I visited a teak monastery, the Shwenandaw Kyaung, dating back to 1880, which was very impressive both outside and in, with intricately carved panels. Then I pressed on to a Buddhist temple, Atumashi Kyaungdawgyi, a place full of stupa-dotted terraces. As I wandered around I met a few people – a woman whose face was smeared with thanaka – a yellowish white cosmetic paste that also prevents sunburn, a vendor selling crisps with her child, and an old woman here, Kathy, a former English teacher who sits there day after day chatting with tourists. She speaks impeccable English, and is neither beggar nor vendor, but has a bad leg that means she can’t work anymore. She lost her husband many years ago and sits from morning until night, a lonely old woman looking to chat. She has amazing eyes that twinkle with wit and laughter, and I stopped and chatted with her for a while, and she gave me some fruit. When I left I said I’d be back one day, I don’t know why, and she said she’d be in the same place and would never go anywhere else unless the authorities try to move her on. I felt a bit sad leaving Kathy, but she told me that as soon as her leg was better, she’d be looking for work again.
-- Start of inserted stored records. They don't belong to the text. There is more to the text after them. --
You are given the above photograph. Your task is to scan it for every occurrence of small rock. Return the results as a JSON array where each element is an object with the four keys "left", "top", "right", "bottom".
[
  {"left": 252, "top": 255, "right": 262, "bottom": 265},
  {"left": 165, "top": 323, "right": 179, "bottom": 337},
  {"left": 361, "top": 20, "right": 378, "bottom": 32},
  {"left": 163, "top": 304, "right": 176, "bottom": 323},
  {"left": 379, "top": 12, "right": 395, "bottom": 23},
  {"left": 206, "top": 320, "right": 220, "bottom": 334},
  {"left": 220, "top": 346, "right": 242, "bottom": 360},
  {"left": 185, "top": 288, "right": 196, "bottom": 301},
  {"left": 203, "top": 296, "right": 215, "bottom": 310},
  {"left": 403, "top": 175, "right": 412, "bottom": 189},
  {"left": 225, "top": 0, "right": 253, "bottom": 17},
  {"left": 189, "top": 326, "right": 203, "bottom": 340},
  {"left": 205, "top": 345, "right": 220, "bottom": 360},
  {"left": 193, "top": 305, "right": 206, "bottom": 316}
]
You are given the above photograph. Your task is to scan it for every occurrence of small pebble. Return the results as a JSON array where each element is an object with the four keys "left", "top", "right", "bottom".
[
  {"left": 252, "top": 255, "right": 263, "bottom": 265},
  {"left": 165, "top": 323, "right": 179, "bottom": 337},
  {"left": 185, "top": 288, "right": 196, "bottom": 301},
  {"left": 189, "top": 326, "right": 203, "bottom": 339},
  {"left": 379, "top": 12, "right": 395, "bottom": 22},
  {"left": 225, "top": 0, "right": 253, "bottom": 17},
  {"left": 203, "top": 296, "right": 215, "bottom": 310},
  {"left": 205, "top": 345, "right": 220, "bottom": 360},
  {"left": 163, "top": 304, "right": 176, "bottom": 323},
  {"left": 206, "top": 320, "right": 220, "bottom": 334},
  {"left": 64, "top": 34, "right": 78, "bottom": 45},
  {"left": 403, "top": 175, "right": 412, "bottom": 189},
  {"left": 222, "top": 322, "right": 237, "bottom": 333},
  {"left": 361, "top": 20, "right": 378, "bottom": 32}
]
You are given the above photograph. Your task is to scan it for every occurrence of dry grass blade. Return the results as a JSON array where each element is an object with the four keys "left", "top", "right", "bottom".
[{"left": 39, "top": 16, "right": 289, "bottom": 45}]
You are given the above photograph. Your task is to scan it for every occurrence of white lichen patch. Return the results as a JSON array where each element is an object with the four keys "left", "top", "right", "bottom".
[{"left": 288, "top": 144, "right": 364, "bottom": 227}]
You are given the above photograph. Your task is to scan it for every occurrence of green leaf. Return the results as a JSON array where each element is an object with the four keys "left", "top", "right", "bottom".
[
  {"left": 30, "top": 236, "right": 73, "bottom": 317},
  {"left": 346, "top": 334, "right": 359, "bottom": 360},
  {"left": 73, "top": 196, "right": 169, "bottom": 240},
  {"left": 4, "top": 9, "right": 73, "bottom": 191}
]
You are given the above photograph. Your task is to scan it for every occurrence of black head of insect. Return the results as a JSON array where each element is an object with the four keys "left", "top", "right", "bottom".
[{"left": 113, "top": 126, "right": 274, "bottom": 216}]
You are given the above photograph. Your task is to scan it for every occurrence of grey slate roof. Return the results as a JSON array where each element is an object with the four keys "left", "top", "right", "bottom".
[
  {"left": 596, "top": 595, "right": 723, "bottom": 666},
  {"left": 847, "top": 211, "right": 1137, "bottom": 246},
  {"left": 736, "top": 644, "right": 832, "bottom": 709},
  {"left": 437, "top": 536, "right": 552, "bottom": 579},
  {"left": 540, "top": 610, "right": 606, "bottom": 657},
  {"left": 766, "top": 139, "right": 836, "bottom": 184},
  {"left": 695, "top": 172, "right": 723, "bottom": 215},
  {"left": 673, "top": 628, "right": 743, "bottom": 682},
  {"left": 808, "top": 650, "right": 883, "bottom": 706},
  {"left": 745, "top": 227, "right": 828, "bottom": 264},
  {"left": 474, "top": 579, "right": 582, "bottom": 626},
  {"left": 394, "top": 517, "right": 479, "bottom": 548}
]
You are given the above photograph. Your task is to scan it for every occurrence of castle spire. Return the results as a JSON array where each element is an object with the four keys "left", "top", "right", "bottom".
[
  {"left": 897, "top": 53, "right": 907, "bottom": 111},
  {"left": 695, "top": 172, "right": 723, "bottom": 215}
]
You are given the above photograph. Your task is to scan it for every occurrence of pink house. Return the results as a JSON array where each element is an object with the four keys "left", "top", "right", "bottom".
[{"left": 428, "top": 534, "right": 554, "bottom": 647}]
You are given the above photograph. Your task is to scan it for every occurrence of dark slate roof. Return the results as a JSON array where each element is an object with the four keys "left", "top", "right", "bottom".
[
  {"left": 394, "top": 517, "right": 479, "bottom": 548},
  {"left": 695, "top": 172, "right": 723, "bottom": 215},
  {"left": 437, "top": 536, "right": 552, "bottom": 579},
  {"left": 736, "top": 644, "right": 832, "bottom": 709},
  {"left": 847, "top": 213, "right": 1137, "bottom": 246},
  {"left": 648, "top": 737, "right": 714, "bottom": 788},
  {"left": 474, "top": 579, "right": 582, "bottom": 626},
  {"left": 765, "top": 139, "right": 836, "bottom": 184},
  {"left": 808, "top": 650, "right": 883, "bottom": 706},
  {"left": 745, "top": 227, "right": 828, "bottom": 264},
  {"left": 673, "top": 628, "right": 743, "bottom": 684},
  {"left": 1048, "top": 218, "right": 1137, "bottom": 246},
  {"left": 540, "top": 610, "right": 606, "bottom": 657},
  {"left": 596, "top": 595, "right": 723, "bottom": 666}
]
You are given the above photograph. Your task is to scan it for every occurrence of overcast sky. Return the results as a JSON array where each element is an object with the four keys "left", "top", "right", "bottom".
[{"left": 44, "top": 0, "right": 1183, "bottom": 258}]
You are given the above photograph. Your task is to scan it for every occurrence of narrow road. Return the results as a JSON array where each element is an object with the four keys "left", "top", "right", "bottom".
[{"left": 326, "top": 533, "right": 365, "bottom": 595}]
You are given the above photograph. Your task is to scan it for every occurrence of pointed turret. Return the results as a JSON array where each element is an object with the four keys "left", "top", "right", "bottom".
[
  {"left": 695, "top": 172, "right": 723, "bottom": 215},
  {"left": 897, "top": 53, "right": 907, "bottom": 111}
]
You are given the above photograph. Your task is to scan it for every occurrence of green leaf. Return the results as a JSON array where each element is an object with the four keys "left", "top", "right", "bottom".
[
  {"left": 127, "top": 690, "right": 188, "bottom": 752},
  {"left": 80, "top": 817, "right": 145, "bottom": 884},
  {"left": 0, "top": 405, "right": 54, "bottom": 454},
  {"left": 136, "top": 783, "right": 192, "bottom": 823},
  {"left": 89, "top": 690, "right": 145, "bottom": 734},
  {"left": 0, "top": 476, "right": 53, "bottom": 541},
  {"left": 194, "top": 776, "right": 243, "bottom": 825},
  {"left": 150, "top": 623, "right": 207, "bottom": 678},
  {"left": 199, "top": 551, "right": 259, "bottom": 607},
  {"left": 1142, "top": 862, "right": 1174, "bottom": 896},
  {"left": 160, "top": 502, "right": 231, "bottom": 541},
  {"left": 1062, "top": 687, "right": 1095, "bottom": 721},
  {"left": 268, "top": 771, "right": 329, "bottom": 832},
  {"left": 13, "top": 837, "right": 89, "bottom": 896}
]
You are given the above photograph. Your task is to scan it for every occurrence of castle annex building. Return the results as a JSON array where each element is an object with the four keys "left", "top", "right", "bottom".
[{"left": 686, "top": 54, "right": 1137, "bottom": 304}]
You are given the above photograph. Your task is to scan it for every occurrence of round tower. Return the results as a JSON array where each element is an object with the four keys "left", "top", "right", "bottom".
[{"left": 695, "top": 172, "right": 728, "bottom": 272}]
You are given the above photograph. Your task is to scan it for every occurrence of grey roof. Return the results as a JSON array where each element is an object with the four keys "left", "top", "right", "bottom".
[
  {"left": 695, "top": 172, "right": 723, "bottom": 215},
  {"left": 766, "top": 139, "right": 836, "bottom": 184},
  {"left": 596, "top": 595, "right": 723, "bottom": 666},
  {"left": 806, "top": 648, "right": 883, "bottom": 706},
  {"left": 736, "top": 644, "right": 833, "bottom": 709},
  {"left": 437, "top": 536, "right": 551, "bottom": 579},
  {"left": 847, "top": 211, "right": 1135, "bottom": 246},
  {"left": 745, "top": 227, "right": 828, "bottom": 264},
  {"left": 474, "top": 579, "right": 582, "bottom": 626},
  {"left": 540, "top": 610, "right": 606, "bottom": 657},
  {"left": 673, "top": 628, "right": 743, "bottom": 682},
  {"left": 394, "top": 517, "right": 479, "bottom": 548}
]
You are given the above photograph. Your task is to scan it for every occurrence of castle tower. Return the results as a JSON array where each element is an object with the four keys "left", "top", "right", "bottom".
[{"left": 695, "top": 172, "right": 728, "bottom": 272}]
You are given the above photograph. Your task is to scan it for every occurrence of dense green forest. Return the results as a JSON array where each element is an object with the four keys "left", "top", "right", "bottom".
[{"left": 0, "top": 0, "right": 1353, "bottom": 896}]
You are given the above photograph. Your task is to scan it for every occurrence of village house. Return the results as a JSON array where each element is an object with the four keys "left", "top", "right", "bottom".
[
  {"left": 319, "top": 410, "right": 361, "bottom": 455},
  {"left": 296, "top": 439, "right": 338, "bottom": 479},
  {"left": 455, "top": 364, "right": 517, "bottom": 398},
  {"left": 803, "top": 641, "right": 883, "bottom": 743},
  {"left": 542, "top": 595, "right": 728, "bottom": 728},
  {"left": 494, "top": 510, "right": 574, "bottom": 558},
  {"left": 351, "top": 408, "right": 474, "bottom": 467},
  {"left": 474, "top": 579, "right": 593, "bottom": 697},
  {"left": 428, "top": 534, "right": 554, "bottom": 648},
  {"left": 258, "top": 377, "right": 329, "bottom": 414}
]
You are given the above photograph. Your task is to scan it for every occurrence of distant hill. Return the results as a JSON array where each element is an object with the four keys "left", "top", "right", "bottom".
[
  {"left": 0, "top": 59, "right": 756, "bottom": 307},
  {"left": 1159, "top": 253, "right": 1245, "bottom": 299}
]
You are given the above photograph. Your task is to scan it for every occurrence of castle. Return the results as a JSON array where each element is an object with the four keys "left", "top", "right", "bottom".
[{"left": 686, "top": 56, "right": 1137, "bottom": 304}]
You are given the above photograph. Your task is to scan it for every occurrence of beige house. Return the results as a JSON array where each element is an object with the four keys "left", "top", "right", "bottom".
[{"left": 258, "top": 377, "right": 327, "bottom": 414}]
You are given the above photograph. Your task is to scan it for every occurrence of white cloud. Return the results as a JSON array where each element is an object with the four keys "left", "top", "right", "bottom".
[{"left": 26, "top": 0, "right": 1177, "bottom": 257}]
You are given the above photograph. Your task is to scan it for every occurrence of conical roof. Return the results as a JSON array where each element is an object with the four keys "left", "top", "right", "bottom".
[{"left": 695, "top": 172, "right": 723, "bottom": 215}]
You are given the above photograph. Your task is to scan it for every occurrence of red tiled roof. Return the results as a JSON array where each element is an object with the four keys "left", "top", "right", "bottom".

Burmese tourists were amazed to see her chatting to me in English, and many stopped and just watched us….meeting such people, talking to them, getting to know a bit about their lives…this is what makes travel so interesting.
I cycled to the foot of Mandalay Hill and wolfed down some egg-fried rice to give me some energy for the climb to the top of the hill for sunset. The hill is 760ft and you need to climb a covered stairway for 45 minutes. I was at the south of the hill, so started between two giant ‘chinthe’ (guardian lion-dogs). I strode up and made it to the top in 20 minutes. The views from the top were incredible, Mandalay, flat as a pancake, spreading out below. I lingered for a while and then headed down and cycled back to the hotel alongside the moat – clearly a popular spot for young couples and groups of friends to hang out. After a quick shower and change I cycled to Red Canal for a cocktail ‘party’, a tame affair with only two well-dressed older couples present and me, gathered somewhat awkwardly around the swimming pool while the ‘bar girl’ served us drinks of our choice and a band played some traditional music. After a time, the older couples invited me to join them for a chat, and they were all lovely, well-spoken people, who spoke passionately about their travels around South East Asia thus far. I soon left and cycled back down the dark streets and found a beer garden that served Chinese food. A large bottle of Tiger and some special fried rice later, and I was ready for bed. Mandalay had been pleasant, if not what I had imagined, but the people I had met so far had made it memorable.